WARNING [org.jboss.netty.channel.socket.nio.AbstractNioSelector] (New I/O worker #27) Unexpected exception in the selector loop.: java.lang.OutOfMemoryError: GC overhead limit exceeded
00:00:33,821 ERROR [org.rhq.enterprise.server.system.SystemManagerBean] (EJB default - 3) Failed to reload the system config cache - will try again later. Cause: java.lang.OutOfMemoryError: GC overhead limit exceeded
00:00:19,422 WARN [org.jboss.as.ejb3] (EJB default - 6) JBAS014143: A previous execution of timer [rhq.rhq-server.ServerManagerBean 13291c23-e2e4-4152-a3b6-07b42578ef2a] is still in progress, skipping this overlapping scheduled execution at: Fri Oct 11 00:00:19 EDT 2013
00:00:19,422 WARN [org.jboss.as.ejb3] (EJB default - 8) JBAS014143: A previous execution of timer [rhq.rhq-server.CacheConsistencyManagerBean 77912439-5119-4369-9633-4b6e59220a8d] is still in progress, skipping this overlapping scheduled execution at: Fri Oct 11 00:00:19 EDT 2013
23:59:57,375 ERROR [org.jboss.as.ejb3.invocation] (EJB default - 2) JBAS014134: EJB Invocation failed on component ServerManagerBean for method public abstract void org.rhq.enterprise.server.cloud.instance.ServerManagerLocal.beat(): javax.ejb.EJBException: JBAS014580: Unexpected Error
Version-Release number of selected component (if applicable):
How reproducible: don't know yet, trying to reproduce again
Steps to Reproduce:
1 JON 3.2 server
multiple agents (30-50 should be enough)
1 EAP6 server and 1 EAP6 Domain per agent
run EAP6 automation on each in parallel
JON server is in frozen with OOM exception being shown in server logs
The machine itself has more than 10 GB of memory
We also need all the sizing info p / s / s, metrics per minute and so on.

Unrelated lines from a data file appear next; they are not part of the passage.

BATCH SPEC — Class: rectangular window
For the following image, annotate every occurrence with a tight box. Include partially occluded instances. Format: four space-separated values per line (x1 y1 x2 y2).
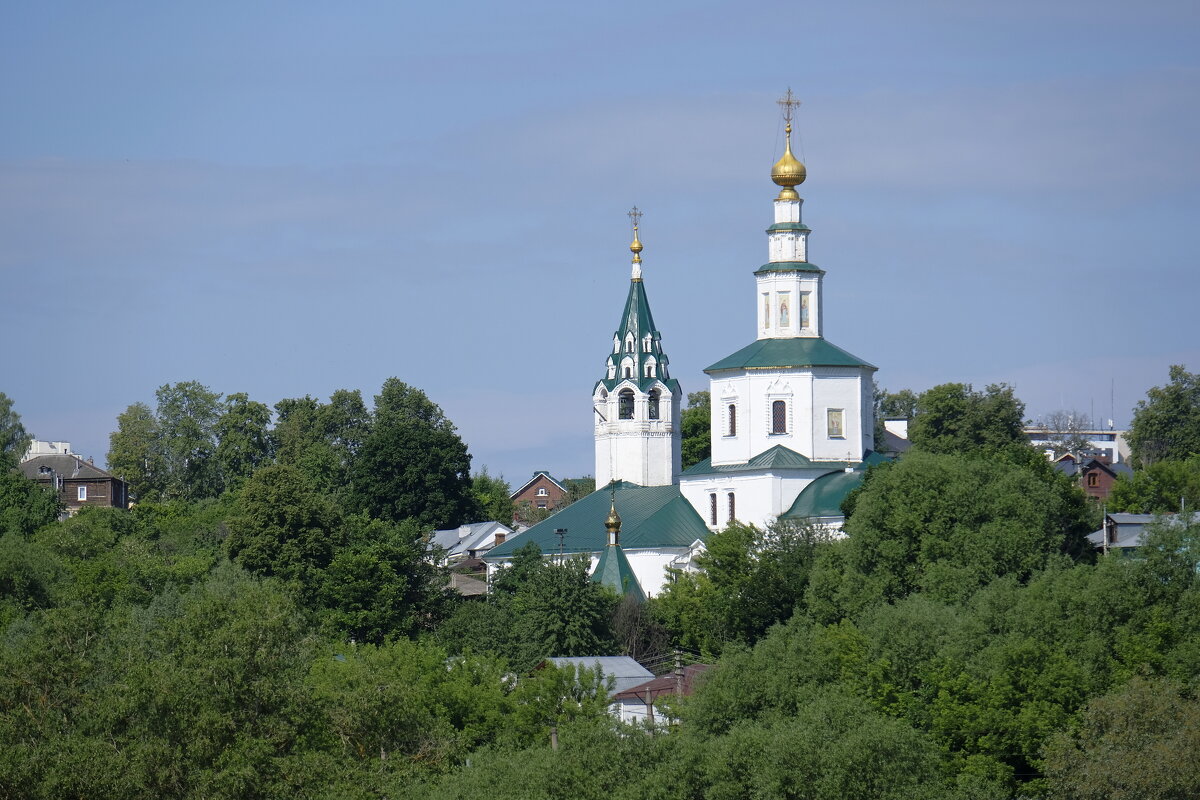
770 401 787 433
826 408 846 439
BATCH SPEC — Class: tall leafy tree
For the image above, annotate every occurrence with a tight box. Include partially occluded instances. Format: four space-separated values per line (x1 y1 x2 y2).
108 403 167 500
271 389 371 498
679 391 713 469
1106 456 1200 513
214 392 271 489
840 452 1094 601
1129 365 1200 464
0 392 32 468
350 378 482 528
470 467 514 525
1046 676 1200 800
908 384 1025 453
156 380 223 500
228 464 342 590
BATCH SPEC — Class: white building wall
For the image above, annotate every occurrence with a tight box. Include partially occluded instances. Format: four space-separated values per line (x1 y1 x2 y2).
709 367 875 465
592 380 682 488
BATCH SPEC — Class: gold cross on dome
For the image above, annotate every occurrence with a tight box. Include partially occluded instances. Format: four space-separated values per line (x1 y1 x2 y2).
629 205 642 233
775 86 800 125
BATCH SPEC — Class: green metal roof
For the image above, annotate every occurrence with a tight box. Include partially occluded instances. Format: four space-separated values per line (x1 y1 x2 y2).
608 279 677 383
781 470 865 519
484 481 708 561
683 445 846 475
704 337 876 372
592 545 646 603
754 261 824 275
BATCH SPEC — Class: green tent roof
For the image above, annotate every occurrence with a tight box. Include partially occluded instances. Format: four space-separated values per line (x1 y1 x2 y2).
782 470 865 519
484 481 708 561
683 445 846 475
704 337 876 373
592 545 646 603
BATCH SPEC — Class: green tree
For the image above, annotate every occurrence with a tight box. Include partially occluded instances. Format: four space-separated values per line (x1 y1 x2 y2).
0 392 32 468
352 378 482 529
1045 676 1200 800
1105 456 1200 513
0 467 61 536
874 384 917 451
313 515 446 644
908 384 1026 453
1042 409 1092 458
470 467 514 525
679 391 713 469
655 521 832 654
156 380 223 500
1128 365 1200 465
214 392 271 489
108 403 167 501
227 464 342 591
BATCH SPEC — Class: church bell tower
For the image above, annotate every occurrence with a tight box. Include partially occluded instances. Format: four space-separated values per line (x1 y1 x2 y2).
592 206 680 488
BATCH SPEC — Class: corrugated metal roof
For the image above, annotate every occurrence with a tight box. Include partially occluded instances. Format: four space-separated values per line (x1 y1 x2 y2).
782 470 865 519
20 453 116 481
704 337 876 372
546 656 654 694
485 481 708 561
683 445 846 475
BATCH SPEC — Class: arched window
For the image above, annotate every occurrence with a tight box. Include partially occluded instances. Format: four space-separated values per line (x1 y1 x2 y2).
617 389 634 420
770 401 787 433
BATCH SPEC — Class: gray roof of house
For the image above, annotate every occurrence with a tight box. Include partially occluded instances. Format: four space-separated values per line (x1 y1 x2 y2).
430 522 512 555
20 453 116 481
546 656 654 696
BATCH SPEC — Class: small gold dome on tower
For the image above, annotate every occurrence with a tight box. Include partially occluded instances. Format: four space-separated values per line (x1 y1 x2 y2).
604 501 620 534
770 122 808 200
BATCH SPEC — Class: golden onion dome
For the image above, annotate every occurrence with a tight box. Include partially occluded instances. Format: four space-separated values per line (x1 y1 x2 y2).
604 498 620 534
770 124 808 200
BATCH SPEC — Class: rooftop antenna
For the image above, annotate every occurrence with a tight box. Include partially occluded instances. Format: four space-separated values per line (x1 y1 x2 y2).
554 528 566 564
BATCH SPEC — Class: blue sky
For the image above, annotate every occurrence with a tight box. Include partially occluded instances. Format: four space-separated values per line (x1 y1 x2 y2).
0 0 1200 485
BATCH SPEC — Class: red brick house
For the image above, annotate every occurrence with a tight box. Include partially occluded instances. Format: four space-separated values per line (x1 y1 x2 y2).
509 470 566 522
1055 450 1132 500
19 455 130 515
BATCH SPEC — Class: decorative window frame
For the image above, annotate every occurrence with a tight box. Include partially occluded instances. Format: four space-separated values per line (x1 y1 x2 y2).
826 408 846 439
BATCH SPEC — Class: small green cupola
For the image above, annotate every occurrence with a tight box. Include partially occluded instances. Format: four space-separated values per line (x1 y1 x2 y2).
592 489 646 603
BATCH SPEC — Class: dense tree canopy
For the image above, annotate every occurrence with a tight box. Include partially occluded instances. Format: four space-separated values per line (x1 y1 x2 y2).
679 391 713 469
908 384 1025 453
1105 456 1200 513
1129 365 1200 465
0 392 32 468
350 378 482 529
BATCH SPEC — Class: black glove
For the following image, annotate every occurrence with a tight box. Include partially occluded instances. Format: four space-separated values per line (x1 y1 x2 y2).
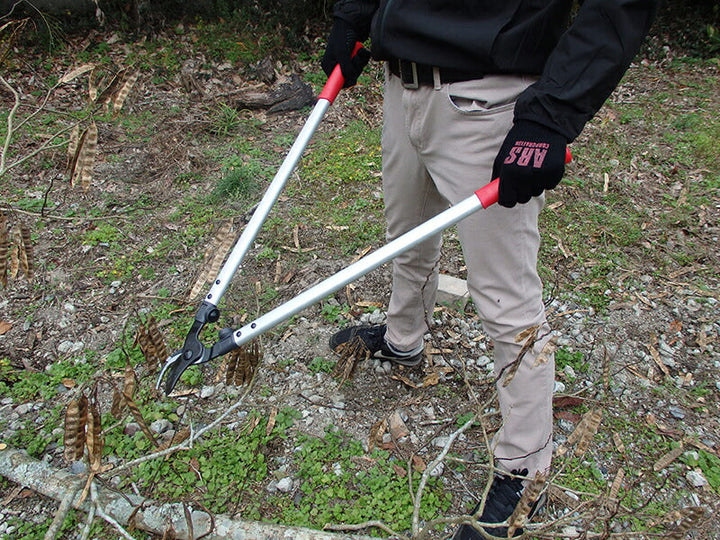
492 120 567 208
320 18 370 88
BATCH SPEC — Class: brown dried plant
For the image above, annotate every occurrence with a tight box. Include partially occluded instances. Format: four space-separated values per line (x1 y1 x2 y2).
225 340 261 386
187 221 235 300
333 336 370 384
68 120 98 191
63 395 88 463
135 316 168 373
666 506 705 540
86 399 105 472
0 212 10 287
556 409 603 457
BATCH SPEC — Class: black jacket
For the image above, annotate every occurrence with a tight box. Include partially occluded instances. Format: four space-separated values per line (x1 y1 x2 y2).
334 0 659 141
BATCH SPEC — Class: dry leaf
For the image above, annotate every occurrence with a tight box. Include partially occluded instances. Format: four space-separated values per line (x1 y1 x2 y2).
653 444 685 472
58 64 95 84
63 396 87 463
667 506 705 540
86 403 104 472
613 432 625 454
0 212 10 287
265 407 278 437
646 345 670 377
608 469 625 509
187 221 235 300
368 420 387 452
113 71 140 114
135 316 168 373
390 375 418 388
20 224 35 281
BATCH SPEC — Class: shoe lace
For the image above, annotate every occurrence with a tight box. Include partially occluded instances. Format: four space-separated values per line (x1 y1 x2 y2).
480 469 528 523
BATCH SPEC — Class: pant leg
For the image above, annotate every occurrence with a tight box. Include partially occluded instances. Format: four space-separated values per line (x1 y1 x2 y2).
382 68 448 350
389 76 554 474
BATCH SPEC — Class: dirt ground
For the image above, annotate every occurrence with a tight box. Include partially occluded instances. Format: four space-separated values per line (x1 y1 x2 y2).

There is in the admin ui the "dump info to log" button. Hit that and add the information that is emitted in the server log to this BZ please.
Can we please get a complete *HEAP* dump? That we can analyze?
comment #35 indicates possible items which may need to be documented in release notes. adding sunny-dee to the :cc list, and adding the keyword
question: will the commit on comment #35 be in ER5?
Author: Lukas Krejci <email@example.com>
Date: Thu Oct 31 18:32:17 2013 +0100
[BZ 1018233] - Fix leaks of model controller client instances
This should prevent a deadlock in the java finalizer thread that
seems to be caused by an attempt to close the leaked clients
in a constrained environment where the server is (close to) unable
create new threads.
Moving to ON_QA for test with new brew build.
I no longer see the OOM issue when using JON 3.2.0.ER5